Wow. That not only was a relief to learn, but it made me begin to skeptical about all kinds of ghost hunting gadgets. After all, we use digital recorders all the time which are receivers. He proceded to ruin my world with talk of there being no way to verify if something at the right frequency didn't crossover onto our recording devices. There is no real controlled way to handle it, except in a controlled laboratory environment.

Not the words you want to hear, but in the long run it helps me. I realize that as long as I'm in earshot of any such devices, I have to wonder about what's coming across my recordings. I can feel pretty confident in a shack in the middle of the desert if I get an EVP, but what can I trust in a house in the city?
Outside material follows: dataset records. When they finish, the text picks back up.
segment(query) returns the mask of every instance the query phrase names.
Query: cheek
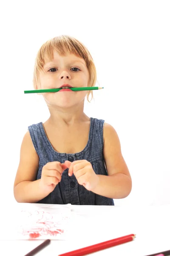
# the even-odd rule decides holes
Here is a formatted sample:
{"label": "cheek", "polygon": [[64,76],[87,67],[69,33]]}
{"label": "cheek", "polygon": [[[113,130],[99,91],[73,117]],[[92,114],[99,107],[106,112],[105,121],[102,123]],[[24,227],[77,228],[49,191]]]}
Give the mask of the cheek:
{"label": "cheek", "polygon": [[52,77],[44,76],[40,79],[40,87],[42,89],[48,89],[53,87],[53,79]]}

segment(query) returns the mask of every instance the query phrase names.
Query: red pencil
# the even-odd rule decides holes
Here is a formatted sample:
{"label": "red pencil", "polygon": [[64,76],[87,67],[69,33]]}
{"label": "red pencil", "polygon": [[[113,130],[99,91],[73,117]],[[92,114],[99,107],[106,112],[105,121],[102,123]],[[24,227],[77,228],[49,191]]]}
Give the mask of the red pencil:
{"label": "red pencil", "polygon": [[85,255],[88,253],[91,253],[94,252],[96,252],[106,248],[121,244],[127,242],[129,242],[132,241],[135,238],[136,235],[131,234],[128,236],[125,236],[121,237],[119,237],[115,239],[113,239],[108,241],[106,241],[99,244],[96,244],[94,245],[91,245],[87,247],[85,247],[82,249],[79,249],[69,253],[66,253],[62,254],[60,254],[58,256],[82,256]]}

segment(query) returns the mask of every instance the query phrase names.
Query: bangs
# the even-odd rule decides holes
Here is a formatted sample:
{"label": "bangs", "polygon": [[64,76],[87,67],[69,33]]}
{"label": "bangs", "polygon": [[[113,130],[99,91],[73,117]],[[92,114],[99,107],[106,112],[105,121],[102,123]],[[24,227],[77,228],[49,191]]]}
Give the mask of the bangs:
{"label": "bangs", "polygon": [[75,38],[68,35],[62,35],[48,40],[40,49],[36,61],[38,71],[43,69],[45,60],[52,61],[54,51],[61,55],[64,55],[68,52],[74,54],[83,58],[88,68],[89,67],[91,56],[85,47]]}

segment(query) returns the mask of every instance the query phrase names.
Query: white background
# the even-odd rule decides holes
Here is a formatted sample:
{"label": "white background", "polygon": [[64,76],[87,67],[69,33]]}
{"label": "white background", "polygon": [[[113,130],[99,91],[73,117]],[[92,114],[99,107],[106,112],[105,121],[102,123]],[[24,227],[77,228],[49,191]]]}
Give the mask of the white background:
{"label": "white background", "polygon": [[133,181],[116,205],[170,203],[170,1],[12,1],[0,6],[0,201],[14,201],[28,126],[49,117],[33,90],[42,44],[60,35],[88,49],[104,87],[86,103],[89,116],[116,131]]}

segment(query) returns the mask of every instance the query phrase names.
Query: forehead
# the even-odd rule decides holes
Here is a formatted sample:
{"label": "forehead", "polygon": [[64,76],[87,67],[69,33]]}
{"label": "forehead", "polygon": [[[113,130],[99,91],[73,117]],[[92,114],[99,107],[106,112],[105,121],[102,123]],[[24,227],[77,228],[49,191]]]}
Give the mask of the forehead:
{"label": "forehead", "polygon": [[64,54],[60,54],[56,51],[53,52],[53,58],[50,58],[46,56],[44,58],[44,67],[49,64],[50,63],[55,62],[59,63],[60,62],[70,63],[70,62],[79,62],[83,65],[86,65],[85,60],[74,54],[69,52],[66,52]]}

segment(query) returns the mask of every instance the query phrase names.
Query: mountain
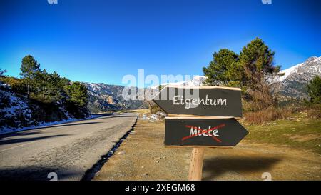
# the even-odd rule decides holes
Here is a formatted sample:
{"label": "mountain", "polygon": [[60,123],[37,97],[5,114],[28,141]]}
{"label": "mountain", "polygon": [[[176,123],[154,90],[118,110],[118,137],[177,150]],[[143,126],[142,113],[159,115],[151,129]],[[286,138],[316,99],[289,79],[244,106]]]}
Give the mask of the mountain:
{"label": "mountain", "polygon": [[[307,98],[307,84],[315,76],[321,76],[321,56],[310,57],[305,62],[281,71],[284,75],[272,81],[273,92],[281,95],[281,100]],[[206,79],[195,76],[191,80],[162,84],[162,86],[201,86]],[[93,113],[123,109],[146,109],[148,104],[141,100],[125,100],[122,92],[125,86],[106,84],[83,83],[89,94],[88,109]],[[149,89],[158,89],[153,86]],[[136,88],[138,90],[138,88]]]}
{"label": "mountain", "polygon": [[83,83],[83,84],[88,88],[89,94],[88,108],[92,113],[148,107],[141,100],[125,100],[122,96],[125,86],[101,83]]}
{"label": "mountain", "polygon": [[310,57],[305,62],[281,71],[284,76],[277,78],[275,92],[285,99],[307,98],[306,86],[314,76],[321,76],[321,56]]}
{"label": "mountain", "polygon": [[[206,76],[194,76],[194,77],[191,80],[187,80],[180,82],[174,82],[174,83],[163,83],[161,86],[202,86],[203,82],[206,79]],[[151,89],[158,89],[158,86],[153,86],[151,87]]]}
{"label": "mountain", "polygon": [[[321,76],[321,56],[310,57],[305,62],[281,71],[284,75],[275,78],[273,81],[273,92],[281,95],[281,100],[288,99],[302,99],[307,98],[306,86],[316,75]],[[190,81],[176,83],[166,83],[163,86],[201,86],[205,76],[197,76]],[[152,88],[157,89],[158,86]]]}

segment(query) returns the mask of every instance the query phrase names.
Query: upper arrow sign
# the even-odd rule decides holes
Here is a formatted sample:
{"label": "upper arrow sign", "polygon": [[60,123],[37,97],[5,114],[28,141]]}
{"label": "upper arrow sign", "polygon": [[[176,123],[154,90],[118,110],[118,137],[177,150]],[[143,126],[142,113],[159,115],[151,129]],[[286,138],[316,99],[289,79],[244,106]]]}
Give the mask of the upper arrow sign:
{"label": "upper arrow sign", "polygon": [[153,101],[168,114],[242,117],[239,88],[166,86]]}

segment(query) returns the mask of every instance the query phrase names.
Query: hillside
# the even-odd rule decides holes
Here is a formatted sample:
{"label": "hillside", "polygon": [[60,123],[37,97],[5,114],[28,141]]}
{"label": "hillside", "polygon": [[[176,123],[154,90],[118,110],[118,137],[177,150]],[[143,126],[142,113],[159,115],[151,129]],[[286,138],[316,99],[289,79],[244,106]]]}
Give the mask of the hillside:
{"label": "hillside", "polygon": [[[281,95],[281,100],[287,99],[302,99],[308,98],[306,86],[315,76],[321,76],[321,56],[312,56],[305,62],[281,71],[283,76],[275,78],[272,81],[274,93]],[[165,83],[163,86],[201,86],[206,77],[196,76],[190,81],[175,83]],[[156,89],[158,86],[152,86]]]}
{"label": "hillside", "polygon": [[83,83],[89,95],[88,108],[92,113],[148,108],[141,100],[125,100],[122,92],[125,86],[106,84]]}
{"label": "hillside", "polygon": [[286,98],[307,98],[307,83],[315,76],[321,76],[321,57],[310,57],[305,62],[282,72],[285,75],[277,78],[275,92],[278,92]]}

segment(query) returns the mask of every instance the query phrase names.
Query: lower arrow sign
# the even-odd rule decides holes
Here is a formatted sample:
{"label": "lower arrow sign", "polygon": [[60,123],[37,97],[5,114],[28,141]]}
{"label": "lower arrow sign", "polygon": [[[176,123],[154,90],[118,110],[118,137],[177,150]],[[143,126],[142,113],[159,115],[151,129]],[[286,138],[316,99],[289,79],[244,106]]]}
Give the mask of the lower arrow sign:
{"label": "lower arrow sign", "polygon": [[235,146],[248,131],[235,119],[165,119],[165,146]]}

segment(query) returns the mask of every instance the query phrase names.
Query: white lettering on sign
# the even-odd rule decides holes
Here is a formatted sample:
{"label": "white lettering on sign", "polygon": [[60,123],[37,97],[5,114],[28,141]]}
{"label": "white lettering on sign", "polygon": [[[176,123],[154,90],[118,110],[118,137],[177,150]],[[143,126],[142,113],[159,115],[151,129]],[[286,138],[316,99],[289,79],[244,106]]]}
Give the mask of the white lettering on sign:
{"label": "white lettering on sign", "polygon": [[226,106],[226,99],[211,99],[208,98],[208,95],[206,95],[205,99],[184,99],[183,96],[174,96],[173,98],[174,105],[185,105],[186,109],[190,108],[196,108],[198,105],[203,104],[205,106]]}
{"label": "white lettering on sign", "polygon": [[212,129],[210,126],[208,126],[208,130],[202,130],[200,127],[190,127],[190,136],[217,136],[218,137],[218,130]]}

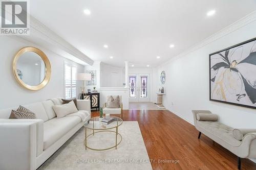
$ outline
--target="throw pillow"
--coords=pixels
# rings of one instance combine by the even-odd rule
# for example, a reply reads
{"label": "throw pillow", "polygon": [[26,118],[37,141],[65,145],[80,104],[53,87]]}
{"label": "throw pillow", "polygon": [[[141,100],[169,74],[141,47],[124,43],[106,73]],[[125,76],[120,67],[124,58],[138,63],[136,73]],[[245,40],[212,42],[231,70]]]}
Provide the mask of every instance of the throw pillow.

It's definitely something worth pursuing further. I'm about to begin my education on transmitting and receiving. I hope to do an update when I learn more. I want anything I get in the field to be reliable.

Most of all, I'm just glad that I am logic-minded and sought answers. I could have gone the rest of my life thinking a ghost talked to me in my house one day. I might have run around with divining rods and a ouija board hoping to bring her back again when it was probably a pushy real estate lady on her way to lunch.

What I'm saying is, listen to your gut. If it sounds real, it probably is real. There's no way a ghost is going to get such a great speaking voice and say so many sentences so clearly twice in one hour. So, look for the cause.

I'll keep on debunking and hope to tell you more about other de-bunks I've done in the past and am doing in the present so you can learn along with me.